Photography by Kevin A. Roberts
St. Louis is experiencing something of an Italian Renaissance. Need proof? Check out this month's cover story. A local cuisine that was once synonymous with red sauce and layers of cheese has evolved into a far larger menu of options, with healthy ingredients and big names lending new takes on the city’s most famous food.
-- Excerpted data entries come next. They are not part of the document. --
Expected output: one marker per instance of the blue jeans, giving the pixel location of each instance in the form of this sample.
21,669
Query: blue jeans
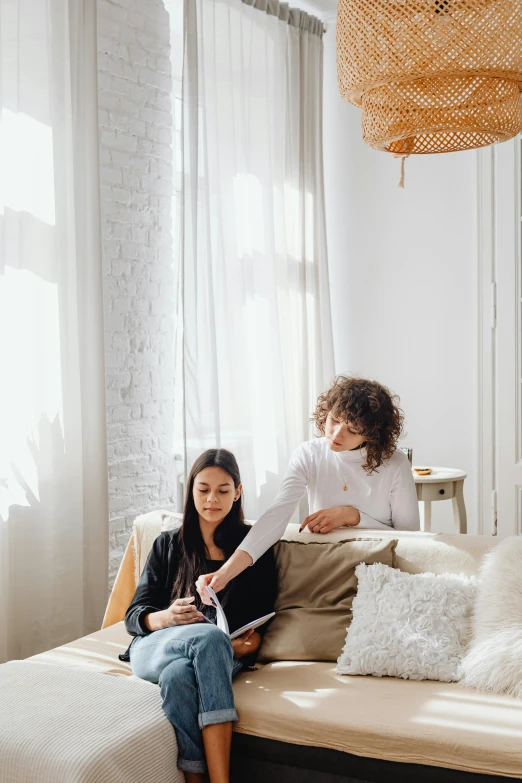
194,665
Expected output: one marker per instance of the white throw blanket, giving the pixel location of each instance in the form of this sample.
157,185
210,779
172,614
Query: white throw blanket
71,725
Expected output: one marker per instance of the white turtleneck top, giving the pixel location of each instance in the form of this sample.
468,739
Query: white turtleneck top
385,498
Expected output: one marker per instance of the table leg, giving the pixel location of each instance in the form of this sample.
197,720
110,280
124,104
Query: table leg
425,515
459,509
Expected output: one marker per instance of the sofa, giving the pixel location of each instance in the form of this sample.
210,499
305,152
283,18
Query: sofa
300,721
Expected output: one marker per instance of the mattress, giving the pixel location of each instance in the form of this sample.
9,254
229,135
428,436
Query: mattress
303,703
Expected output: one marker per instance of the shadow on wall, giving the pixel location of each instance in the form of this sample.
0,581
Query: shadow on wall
41,546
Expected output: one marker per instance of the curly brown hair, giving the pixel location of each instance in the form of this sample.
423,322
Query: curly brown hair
370,408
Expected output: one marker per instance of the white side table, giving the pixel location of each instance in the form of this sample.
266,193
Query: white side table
442,484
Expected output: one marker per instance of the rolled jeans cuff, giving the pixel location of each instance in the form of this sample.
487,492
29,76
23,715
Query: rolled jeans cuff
216,716
192,766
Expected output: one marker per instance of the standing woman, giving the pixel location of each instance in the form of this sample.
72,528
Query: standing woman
354,475
192,660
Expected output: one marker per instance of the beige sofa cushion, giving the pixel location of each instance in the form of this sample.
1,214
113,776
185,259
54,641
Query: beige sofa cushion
98,651
306,703
317,584
416,553
433,723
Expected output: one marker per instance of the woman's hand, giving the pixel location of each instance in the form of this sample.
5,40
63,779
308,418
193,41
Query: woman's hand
217,581
247,644
180,612
332,518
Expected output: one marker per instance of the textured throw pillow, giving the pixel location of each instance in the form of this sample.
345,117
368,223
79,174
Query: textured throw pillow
414,626
317,584
494,659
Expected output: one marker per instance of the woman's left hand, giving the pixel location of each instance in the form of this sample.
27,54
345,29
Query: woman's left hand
332,518
247,644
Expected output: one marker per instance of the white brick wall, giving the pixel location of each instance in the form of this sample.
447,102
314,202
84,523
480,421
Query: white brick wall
135,119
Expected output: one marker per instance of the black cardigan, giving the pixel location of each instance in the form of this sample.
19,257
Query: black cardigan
249,596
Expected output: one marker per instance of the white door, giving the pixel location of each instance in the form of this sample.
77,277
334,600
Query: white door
508,336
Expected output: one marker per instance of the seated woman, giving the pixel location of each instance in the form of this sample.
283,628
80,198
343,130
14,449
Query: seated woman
354,475
192,660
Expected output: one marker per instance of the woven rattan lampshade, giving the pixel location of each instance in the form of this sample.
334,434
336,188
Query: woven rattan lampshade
432,75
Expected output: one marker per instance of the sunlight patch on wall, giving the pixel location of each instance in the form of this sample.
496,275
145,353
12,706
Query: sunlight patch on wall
26,163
Respected chefs Patrick Connolly, Gerard Craft, and Justin Haifley—all of whom gained followings while turning out other types of cuisine—have each opened Italian restaurants in the past year. Craft’s ever-packed Pastaria creates fresh noodles in a giant window facing Forsyth Boulevard. The restaurant also bakes Neapolitan pizzas in a wood-burning oven, an approach similar to that at Connolly’s Basso (Italian for “low”), in the basement of The Cheshire. While the pies aren’t St. Louis–style, they both lean hard on local ingredients. And at Cucina Pazzo, Haifley oversees a bustling kitchen that serves up inventive small plates. All three restaurants have introduced a dining style with more modest portions, a change that’s drawn new audiences looking for lighter dishes.
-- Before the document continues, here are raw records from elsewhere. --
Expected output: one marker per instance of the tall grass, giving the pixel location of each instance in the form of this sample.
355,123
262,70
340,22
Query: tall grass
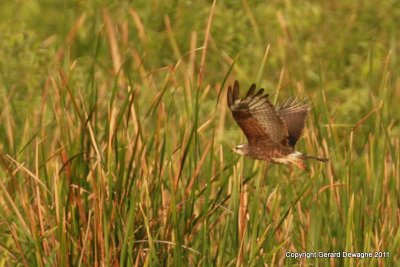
115,136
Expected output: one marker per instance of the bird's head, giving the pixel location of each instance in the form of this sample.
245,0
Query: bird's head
241,149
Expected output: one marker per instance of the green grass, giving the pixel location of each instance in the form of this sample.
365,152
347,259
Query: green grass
115,136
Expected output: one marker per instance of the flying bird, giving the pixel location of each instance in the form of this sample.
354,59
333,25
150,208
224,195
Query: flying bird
271,131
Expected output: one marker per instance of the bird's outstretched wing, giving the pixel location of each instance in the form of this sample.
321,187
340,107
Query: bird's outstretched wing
257,117
294,113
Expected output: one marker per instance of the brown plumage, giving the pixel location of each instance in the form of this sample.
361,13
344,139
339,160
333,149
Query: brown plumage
272,131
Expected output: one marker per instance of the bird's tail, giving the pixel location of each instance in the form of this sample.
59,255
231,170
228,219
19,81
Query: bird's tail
305,156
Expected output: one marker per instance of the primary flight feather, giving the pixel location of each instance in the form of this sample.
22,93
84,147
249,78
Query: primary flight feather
271,131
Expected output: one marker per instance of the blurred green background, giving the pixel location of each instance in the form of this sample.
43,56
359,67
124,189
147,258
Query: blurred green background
115,136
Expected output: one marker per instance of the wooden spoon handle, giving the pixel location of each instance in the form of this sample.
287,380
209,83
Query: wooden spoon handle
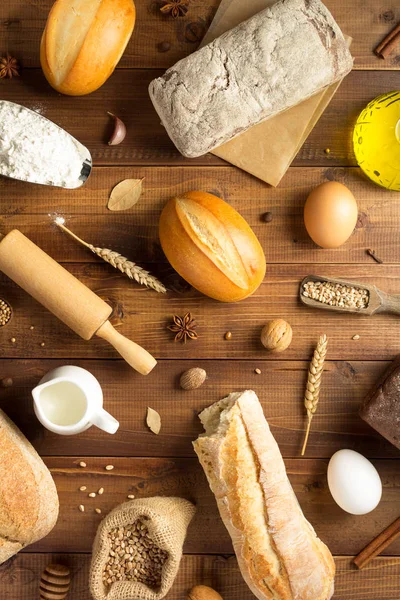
391,304
135,355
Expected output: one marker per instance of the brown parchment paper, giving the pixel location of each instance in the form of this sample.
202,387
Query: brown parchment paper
267,150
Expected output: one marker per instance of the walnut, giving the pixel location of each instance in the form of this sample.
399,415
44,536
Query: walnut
202,592
276,335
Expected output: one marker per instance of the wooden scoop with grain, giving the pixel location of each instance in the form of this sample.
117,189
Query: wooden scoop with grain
361,298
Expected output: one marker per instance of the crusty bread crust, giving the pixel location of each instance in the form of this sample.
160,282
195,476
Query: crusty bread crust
274,60
278,551
28,495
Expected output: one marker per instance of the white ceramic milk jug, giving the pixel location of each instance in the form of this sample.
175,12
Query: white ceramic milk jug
68,400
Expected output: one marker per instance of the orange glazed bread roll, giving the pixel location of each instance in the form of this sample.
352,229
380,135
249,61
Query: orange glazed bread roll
83,41
211,246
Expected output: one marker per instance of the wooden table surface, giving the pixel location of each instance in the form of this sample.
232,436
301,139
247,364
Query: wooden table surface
146,464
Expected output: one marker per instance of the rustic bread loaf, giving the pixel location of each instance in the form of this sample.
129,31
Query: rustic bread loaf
276,59
278,551
28,495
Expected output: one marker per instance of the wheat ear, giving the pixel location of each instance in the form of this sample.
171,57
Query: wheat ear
129,268
313,387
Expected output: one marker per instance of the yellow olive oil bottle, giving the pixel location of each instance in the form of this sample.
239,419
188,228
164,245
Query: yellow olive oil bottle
376,140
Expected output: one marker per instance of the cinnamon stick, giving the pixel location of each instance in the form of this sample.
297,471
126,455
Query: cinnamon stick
389,43
378,545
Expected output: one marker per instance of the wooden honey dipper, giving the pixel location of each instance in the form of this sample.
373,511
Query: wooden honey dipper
54,582
66,297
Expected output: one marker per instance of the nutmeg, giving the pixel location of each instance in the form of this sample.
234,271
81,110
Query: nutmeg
202,592
276,335
193,378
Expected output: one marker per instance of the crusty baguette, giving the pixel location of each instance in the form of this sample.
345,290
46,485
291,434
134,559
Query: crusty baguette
274,60
278,551
28,495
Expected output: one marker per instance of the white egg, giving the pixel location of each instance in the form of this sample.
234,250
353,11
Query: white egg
354,482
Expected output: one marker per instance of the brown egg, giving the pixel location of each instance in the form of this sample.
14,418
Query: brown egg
330,214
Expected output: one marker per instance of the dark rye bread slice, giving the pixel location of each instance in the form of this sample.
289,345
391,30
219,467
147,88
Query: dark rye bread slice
275,60
381,408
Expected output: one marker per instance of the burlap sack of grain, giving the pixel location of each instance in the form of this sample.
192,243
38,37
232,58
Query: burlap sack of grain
168,520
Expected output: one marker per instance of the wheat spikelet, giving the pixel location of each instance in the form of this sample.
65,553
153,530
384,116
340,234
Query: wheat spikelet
129,268
313,386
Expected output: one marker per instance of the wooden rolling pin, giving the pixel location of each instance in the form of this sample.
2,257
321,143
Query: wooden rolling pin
66,297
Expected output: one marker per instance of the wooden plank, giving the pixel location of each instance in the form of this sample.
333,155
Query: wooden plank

Then there are the evolving atmospheres. Many restaurants have traded checkered tablecloths for wooden tables, stuffy dining rooms for open kitchens. In Rock Hill, Katie’s Pizza & Pasta started unconventionally (with help from a Kickstarter campaign) and continues to break the rules, with remastered Italian films playing over the bar, rather than a lounge singer doing his best Dean Martin. Again, the risk has paid off: Crowds are flocking to the strip-mall location.
Still, those longing for tradition need not sink into self-pity. The neighborhood that started it all holds its own with these far-flung challengers. Dominic’s and Giovanni’s still deliver old-school service, Gioia’s Deli and Adriana’s serve up generous sandwiches, and DiGregorio’s Market and J. Viviano & Sons remain ideal stops on a Saturday afternoon. The Hill, that bastion of all things Italian, will never be outdone.
St. Louis has found room for both the old masters and the contemporary experts—with a plate of T-ravs on the side. Lobster-stuffed or classic.